Skillv1.0.0

ClawScan security

Godot MCP Integration · ClawHub's context-aware review of the artifact, metadata, and declared behavior.

Scanner verdict

BenignMar 4, 2026, 8:01 AM

Verdict: benign
Confidence: medium
Model: gpt-5-mini
Summary: The skill's files and runtime instructions are coherent with a Godot editor integration: it documents an MCP API, how to install a Godot plugin from GitHub, and how to configure AI clients — but it asks you to download and enable external plugin code that is not bundled with the skill, so inspect that repository before running it.
Guidance: This skill appears to be what it says: documentation for a Godot MCP plugin and how to configure AI clients to use a local MCP endpoint.
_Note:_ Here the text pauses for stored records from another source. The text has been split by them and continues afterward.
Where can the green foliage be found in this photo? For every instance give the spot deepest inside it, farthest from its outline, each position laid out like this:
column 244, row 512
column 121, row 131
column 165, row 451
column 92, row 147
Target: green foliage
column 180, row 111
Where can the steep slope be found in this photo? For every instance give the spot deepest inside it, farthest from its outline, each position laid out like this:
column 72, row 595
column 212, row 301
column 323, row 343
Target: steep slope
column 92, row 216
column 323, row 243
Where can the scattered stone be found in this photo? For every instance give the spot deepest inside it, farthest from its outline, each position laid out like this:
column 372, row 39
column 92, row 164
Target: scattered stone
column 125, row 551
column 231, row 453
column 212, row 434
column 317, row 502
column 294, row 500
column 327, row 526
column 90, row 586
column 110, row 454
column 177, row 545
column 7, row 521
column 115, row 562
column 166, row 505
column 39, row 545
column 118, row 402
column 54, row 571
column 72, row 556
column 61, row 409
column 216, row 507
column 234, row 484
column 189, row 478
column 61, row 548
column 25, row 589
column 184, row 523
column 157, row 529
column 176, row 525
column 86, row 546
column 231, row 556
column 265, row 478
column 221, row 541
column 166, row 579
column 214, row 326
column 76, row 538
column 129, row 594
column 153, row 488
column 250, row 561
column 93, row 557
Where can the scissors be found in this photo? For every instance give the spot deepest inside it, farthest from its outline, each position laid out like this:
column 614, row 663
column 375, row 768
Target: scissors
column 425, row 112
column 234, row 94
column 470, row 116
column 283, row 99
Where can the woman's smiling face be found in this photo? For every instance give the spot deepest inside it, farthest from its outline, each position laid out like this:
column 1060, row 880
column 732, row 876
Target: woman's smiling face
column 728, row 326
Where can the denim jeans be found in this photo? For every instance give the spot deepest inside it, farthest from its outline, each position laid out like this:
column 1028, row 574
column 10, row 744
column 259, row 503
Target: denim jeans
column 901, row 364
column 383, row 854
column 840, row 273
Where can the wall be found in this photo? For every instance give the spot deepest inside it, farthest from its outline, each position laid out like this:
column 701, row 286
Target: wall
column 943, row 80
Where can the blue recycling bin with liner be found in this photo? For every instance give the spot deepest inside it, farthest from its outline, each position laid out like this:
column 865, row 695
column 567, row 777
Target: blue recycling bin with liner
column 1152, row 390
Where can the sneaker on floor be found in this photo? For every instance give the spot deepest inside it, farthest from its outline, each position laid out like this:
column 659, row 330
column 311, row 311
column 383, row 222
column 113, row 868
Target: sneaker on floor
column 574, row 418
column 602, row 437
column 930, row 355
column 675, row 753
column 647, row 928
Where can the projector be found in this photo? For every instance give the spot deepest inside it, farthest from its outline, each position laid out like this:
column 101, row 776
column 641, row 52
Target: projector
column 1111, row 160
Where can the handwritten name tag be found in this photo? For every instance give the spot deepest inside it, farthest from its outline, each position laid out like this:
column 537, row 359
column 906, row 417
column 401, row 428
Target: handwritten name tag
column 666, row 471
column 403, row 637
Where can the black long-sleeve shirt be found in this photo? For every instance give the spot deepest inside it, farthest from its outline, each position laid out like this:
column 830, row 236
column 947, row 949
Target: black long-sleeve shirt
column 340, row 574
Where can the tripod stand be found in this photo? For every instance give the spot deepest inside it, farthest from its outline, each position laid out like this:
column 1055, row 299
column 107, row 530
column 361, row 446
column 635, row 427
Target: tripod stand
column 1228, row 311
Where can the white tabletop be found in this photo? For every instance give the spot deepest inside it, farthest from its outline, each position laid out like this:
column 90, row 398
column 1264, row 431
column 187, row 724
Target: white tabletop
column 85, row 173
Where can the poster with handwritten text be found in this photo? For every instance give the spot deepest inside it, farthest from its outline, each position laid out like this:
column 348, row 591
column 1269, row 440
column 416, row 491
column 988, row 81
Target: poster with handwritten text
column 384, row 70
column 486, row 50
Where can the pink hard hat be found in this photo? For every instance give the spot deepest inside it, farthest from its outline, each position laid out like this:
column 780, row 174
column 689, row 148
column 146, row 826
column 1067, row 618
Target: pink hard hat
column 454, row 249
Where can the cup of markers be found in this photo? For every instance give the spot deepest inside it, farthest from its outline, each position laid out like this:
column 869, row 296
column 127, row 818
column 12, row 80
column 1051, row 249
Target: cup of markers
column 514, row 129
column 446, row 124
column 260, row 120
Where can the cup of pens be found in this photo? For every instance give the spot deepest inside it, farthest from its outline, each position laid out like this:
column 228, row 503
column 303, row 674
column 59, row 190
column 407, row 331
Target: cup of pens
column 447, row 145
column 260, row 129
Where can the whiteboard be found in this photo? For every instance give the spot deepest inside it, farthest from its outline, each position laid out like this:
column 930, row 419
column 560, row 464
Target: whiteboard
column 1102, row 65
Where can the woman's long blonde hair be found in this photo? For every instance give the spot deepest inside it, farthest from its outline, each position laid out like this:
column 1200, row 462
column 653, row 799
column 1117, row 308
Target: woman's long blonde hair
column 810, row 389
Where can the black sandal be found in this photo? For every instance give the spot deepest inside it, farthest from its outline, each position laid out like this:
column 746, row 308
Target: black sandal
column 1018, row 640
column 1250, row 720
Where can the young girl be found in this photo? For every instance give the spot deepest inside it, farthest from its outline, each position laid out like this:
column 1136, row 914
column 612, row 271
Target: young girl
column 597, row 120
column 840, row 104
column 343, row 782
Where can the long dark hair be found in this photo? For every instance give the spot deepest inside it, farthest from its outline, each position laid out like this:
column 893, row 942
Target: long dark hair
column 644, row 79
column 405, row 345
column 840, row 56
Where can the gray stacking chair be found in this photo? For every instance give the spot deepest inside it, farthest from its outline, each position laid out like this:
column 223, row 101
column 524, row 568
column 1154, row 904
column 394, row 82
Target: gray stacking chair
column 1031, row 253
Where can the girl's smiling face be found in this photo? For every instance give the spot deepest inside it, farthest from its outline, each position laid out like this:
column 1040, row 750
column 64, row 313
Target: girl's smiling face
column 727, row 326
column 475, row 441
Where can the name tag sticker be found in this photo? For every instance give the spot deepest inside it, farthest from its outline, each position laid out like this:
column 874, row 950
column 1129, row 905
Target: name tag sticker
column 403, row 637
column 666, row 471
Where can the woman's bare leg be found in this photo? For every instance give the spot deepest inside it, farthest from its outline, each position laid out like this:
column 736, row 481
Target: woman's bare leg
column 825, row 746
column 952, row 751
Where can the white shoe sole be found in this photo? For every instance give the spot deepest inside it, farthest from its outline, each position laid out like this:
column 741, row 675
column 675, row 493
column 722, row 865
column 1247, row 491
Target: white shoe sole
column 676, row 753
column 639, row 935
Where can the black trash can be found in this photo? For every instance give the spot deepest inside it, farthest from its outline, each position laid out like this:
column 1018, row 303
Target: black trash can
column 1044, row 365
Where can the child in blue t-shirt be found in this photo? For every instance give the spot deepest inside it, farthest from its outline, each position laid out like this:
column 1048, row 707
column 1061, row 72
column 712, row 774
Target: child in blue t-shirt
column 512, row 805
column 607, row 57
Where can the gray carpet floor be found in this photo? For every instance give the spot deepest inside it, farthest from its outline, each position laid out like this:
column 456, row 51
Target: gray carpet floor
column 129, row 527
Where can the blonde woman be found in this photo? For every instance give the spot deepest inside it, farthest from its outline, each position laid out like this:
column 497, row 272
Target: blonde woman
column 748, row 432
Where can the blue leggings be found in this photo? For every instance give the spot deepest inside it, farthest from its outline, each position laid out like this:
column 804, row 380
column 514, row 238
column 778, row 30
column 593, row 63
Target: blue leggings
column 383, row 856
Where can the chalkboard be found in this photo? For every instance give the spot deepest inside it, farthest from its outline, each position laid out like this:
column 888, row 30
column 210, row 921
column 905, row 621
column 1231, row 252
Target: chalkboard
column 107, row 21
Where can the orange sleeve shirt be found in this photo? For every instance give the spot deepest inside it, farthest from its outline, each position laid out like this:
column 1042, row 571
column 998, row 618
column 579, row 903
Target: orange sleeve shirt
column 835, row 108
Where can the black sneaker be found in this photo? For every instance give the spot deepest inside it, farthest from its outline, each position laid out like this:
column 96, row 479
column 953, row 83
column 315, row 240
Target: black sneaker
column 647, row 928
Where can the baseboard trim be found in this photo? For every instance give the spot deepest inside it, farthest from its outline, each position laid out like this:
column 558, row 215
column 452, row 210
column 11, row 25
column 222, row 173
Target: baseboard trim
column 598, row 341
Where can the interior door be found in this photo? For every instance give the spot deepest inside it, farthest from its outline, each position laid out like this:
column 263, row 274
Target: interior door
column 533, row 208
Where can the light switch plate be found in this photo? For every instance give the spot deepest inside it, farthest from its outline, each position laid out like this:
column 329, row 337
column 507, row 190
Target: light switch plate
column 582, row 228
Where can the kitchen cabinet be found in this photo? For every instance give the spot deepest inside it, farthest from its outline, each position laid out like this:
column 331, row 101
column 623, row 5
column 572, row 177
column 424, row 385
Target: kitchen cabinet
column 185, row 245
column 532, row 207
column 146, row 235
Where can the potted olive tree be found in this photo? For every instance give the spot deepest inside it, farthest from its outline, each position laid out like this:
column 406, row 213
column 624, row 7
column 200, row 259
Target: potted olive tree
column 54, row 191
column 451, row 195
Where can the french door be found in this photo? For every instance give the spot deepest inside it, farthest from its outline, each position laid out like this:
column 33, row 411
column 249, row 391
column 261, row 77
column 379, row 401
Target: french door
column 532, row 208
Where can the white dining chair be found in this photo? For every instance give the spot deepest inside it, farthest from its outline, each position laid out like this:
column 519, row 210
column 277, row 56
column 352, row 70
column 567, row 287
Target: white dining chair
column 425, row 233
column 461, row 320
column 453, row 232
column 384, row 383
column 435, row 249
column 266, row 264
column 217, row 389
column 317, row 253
Before installing: 1) Inspect the GitHub repository the instructions ask you to clone (https://github.com/DaxianLee/godot-mcp.git) — read the plugin code, README, and issues to ensure it’s trustworthy. 2) Back up your Godot project before copying/enabling the plugin. 3) Prefer cloning into an isolated project or sandbox first to observe behavior and logs. 4) When configuring AI clients, confirm they connect to the local address (127.0.0.1:3000) and avoid exposing the MCP endpoint to the public internet. 5) Note the metadata omission: git is required to follow the instructions even though 'required binaries' lists none — ensure git is available and verify the repository before running commands.

Review Dimensions

Purpose & Capability: noteThe name/description (Godot MCP integration) matches the instructions and API reference: scene/node/script/filesystem/editor/debug operations are all relevant. Minor inconsistency: SKILL metadata lists no required binaries, but the SKILL.md tells users to run `git clone` (so git is effectively required) — this is a small documentation/metadata mismatch but not a functional red flag.
Instruction Scope: okThe SKILL.md stays on-topic: it instructs cloning a Godot MCP plugin, copying it into a project, enabling it in Godot, and configuring AI clients to call the local MCP endpoint. It does instruct writing to various per-user AI client config files (e.g., ~/.cursor/mcp.json) and to copy files into project paths — both expected for this integration. There are no instructions to read unrelated system secrets or to contact remote endpoints other than GitHub (for the plugin) and localhost (the MCP server).
Install Mechanism: noteThis is instruction-only (no bundled code) and asks to git clone a repository on GitHub (https://github.com/DaxianLee/godot-mcp.git). GitHub is a common source, but because the skill does not bundle or include the plugin code, you will be fetching and enabling external code that was not reviewed as part of this skill package — review/verify that repository before running its code. The SKILL.md does not provide a release fingerprint or checksum.
Credentials: okThe skill declares no required environment variables or credentials and indeed its instructions do not request API keys or secrets. It does ask users to modify per-user AI client config files and Godot project files (expected). There are no demands for unrelated credentials or system-wide config paths.
Persistence & Privilege: okThe skill does not request always:true and is user-invocable only. It does not request to modify other skills or global agent settings. Enabling the Godot plugin will grant it typical editor-level permissions (project file access) — appropriate for a Godot editor integration.